20 SQL Commands For Your Next Data Science Job
Imagine walking into your next data science interview with confidence, knowing you can answer any SQL question they throw at you.
SQL is a fundamental tool for Data Scientists and one of the most essential skills to have for your Resume. Whether querying a database, aggregating results, or cleaning data, SQL provides a powerful set of commands to handle these tasks. Here are 20 essential SQL statements that will cover 90% of your data science needs.
1. SELECT
The SELECT command finds and gets particular information from one or more data tables.
SELECT column1, column2
FROM table_name
WHERE condition;
SELECT * FROM customers WHERE age >= 18;
This retrieves all records where the customer’s age is at least 18.

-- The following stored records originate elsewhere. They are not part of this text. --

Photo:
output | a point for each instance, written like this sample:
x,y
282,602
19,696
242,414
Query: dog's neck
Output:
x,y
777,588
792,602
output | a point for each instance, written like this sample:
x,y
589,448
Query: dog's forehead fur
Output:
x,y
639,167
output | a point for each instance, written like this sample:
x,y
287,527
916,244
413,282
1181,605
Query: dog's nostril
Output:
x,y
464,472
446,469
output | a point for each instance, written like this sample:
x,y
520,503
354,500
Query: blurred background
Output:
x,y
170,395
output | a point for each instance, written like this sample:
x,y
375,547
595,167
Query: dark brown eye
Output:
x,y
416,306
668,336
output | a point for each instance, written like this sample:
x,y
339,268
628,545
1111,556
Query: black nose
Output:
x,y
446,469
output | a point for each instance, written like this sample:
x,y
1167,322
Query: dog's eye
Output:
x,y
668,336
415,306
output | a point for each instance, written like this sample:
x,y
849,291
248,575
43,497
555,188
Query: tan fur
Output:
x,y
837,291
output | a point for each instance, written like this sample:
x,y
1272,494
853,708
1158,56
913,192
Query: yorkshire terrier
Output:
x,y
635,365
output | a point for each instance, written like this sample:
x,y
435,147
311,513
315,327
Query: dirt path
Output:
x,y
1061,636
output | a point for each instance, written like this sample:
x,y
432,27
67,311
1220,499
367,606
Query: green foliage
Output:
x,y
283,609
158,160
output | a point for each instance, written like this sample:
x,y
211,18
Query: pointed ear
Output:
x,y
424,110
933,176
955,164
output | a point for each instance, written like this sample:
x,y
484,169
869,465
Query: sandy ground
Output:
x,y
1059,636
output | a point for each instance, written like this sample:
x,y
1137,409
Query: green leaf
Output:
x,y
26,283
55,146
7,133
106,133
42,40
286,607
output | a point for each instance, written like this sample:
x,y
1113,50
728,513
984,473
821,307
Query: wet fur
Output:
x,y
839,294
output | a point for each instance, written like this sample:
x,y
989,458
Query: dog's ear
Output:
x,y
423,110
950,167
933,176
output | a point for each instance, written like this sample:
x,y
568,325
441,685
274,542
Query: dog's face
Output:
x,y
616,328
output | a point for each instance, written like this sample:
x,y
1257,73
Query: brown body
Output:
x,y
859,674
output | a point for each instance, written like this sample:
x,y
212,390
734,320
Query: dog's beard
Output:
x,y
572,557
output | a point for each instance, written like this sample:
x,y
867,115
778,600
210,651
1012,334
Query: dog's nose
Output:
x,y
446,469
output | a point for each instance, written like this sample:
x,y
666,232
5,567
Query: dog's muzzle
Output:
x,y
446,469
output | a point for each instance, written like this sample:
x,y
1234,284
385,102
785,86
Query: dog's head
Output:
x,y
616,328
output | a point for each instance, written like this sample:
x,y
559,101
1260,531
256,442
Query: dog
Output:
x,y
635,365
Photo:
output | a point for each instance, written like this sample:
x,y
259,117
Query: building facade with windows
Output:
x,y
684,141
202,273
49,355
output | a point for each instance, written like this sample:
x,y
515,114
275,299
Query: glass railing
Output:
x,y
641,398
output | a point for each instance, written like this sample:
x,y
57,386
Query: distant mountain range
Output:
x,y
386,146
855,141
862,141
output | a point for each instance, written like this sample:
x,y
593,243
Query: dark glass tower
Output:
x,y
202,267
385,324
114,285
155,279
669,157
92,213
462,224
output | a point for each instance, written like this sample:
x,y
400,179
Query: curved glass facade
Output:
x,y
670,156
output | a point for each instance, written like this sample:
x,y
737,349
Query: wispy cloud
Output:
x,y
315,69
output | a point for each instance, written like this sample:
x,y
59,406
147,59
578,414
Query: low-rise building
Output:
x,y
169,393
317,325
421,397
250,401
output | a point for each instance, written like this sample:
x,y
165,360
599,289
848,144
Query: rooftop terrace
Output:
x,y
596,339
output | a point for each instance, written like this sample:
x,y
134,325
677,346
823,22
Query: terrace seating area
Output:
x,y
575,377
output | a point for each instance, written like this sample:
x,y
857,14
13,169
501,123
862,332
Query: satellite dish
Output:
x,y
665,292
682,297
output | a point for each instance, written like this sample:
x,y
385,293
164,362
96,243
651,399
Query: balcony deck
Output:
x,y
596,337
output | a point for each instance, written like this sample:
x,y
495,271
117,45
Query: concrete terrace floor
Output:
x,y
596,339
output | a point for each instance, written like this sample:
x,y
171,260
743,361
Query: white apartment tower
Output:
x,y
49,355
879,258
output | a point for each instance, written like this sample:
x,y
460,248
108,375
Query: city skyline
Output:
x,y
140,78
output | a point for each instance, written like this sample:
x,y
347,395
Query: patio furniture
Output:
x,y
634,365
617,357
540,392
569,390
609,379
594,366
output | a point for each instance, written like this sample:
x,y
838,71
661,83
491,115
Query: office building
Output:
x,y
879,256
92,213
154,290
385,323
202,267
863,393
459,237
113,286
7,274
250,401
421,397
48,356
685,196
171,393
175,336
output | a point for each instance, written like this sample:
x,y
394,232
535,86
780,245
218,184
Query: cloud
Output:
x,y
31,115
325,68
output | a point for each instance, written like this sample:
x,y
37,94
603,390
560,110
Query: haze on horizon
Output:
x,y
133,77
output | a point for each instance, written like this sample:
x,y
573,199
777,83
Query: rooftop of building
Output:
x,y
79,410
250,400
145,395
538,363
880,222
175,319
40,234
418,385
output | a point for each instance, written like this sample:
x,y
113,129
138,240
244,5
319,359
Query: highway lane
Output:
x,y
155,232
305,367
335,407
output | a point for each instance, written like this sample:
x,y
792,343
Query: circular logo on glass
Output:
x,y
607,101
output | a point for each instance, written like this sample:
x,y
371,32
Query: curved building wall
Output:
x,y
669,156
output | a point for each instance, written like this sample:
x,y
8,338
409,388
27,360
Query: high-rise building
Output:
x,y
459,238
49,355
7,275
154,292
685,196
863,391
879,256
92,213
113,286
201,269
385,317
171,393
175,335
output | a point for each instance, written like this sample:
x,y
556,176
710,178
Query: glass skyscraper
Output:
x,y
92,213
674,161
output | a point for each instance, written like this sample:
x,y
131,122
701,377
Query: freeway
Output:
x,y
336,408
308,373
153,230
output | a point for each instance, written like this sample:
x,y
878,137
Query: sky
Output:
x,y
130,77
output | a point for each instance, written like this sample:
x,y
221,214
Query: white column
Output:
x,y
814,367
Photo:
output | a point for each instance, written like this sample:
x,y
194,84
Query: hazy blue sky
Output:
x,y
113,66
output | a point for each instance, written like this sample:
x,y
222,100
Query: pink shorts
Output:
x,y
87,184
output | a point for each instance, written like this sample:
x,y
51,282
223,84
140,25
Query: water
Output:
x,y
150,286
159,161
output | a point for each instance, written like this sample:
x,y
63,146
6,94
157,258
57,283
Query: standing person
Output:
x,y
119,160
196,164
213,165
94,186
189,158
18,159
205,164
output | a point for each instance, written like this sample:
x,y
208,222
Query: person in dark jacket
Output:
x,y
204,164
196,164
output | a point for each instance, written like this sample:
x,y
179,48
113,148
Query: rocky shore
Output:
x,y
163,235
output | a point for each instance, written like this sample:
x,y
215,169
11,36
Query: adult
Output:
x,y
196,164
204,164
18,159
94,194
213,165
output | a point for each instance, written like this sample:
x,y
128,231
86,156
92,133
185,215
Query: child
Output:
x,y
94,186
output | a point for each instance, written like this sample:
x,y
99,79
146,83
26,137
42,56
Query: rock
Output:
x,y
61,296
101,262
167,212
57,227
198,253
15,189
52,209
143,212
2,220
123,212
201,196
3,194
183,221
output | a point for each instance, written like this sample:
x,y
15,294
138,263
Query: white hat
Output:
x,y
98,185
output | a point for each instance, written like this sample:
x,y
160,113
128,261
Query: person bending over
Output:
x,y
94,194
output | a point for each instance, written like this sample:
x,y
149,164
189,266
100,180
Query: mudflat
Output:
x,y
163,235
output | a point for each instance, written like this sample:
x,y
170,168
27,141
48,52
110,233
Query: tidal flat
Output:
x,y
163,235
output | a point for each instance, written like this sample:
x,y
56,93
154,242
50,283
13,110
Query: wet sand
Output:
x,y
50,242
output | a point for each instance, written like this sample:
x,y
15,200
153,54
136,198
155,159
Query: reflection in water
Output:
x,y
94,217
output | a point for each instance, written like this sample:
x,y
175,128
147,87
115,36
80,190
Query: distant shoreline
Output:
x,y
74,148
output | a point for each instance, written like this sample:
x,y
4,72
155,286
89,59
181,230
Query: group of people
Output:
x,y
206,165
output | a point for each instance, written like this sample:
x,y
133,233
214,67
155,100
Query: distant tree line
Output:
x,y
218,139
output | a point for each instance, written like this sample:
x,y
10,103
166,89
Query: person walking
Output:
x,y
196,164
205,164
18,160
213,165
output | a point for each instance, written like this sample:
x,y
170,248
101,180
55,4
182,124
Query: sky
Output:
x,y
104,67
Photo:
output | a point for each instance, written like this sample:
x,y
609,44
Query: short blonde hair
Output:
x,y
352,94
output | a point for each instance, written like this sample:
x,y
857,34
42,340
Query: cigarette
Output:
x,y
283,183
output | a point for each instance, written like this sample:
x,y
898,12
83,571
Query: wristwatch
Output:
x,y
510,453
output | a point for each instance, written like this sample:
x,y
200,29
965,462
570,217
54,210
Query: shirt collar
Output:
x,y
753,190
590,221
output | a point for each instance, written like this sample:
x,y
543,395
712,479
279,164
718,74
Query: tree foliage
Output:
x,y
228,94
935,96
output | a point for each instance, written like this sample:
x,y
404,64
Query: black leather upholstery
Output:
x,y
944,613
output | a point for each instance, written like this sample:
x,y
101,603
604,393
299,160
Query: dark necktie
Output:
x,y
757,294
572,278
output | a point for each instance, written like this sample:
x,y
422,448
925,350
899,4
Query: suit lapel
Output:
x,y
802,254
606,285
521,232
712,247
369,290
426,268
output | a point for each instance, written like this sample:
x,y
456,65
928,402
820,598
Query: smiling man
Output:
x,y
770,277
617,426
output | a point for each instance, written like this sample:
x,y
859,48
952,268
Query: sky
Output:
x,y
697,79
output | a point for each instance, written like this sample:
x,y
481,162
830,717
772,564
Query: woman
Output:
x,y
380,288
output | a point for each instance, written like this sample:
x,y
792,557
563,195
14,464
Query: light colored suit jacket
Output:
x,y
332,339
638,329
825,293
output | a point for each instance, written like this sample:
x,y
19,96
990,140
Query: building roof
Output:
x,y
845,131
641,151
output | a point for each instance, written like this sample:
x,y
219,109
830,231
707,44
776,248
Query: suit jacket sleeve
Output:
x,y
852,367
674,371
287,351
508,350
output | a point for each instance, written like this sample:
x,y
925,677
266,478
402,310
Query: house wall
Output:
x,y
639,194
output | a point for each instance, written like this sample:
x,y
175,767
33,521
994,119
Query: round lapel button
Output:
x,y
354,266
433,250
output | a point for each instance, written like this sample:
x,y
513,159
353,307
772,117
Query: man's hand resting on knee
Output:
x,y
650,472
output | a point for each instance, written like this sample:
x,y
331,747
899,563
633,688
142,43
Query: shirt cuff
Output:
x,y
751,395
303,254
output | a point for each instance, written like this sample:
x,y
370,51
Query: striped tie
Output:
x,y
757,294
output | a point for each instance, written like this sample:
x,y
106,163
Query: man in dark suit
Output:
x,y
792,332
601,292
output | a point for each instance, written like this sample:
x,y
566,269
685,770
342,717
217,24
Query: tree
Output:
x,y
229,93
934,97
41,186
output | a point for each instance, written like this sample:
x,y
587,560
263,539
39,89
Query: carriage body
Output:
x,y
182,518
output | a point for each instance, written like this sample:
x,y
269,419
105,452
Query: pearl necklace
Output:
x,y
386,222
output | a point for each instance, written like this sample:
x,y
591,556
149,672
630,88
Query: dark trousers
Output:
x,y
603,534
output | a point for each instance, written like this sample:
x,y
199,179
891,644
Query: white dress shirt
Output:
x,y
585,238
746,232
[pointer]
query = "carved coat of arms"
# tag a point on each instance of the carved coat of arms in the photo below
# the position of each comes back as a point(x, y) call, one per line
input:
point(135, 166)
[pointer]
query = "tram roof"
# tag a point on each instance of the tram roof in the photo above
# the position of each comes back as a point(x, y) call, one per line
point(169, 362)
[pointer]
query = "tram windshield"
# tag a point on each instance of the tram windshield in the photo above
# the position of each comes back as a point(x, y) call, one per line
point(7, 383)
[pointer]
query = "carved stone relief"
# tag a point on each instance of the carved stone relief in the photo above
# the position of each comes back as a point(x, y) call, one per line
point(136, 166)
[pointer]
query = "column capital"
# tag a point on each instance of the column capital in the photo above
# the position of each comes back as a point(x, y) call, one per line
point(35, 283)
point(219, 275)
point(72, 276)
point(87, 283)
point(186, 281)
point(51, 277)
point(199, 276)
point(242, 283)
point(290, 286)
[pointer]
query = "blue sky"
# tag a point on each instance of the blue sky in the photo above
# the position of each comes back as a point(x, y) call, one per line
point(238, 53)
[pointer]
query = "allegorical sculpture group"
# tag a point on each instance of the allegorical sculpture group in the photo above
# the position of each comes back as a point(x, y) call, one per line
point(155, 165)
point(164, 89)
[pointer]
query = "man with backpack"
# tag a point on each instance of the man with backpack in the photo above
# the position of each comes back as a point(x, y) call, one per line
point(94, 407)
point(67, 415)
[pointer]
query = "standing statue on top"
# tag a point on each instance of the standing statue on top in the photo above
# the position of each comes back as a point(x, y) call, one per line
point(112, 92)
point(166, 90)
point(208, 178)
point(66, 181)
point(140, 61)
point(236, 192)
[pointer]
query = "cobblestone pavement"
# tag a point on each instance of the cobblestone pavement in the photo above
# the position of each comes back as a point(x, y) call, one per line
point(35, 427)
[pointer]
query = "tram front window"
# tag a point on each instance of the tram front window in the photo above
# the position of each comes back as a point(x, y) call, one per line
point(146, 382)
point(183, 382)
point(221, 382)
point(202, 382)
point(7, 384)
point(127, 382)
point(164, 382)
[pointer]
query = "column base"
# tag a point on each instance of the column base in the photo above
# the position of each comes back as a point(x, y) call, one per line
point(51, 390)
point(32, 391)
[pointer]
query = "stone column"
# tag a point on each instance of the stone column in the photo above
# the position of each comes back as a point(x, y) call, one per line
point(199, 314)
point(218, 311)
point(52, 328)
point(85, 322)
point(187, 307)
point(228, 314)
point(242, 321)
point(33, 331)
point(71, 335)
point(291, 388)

2. JOIN (INNER, LEFT, RIGHT, OUTER)
Joins combine data from multiple tables based on a related column.
INNER JOIN: Returns only matching records.
SELECT orders.order_id, customers.customer_name FROM orders INNER JOIN customers ON orders.customer_id = customers.customer_id;
LEFT JOIN: Returns all records from the left table and matching records from the right table.
SELECT customers.customer_name, orders.order_id FROM customers LEFT JOIN orders ON customers.customer_id = orders.customer_id;
RIGHT JOIN: Similar to LEFT JOIN but includes all rows from the right table.
SELECT customers.customer_name, orders.order_id FROM customers RIGHT JOIN orders ON customers.customer_id = orders.customer_id;
FULL OUTER JOIN: Returns all records from both tables, including unmatched ones.
SELECT customers.customer_name, orders.order_idFROM customers FULL OUTER JOIN orders ON customers.customer_id = orders.customer_id ORDER BY customers.customer_name;
3. WHERE
Filters results based on specified conditions.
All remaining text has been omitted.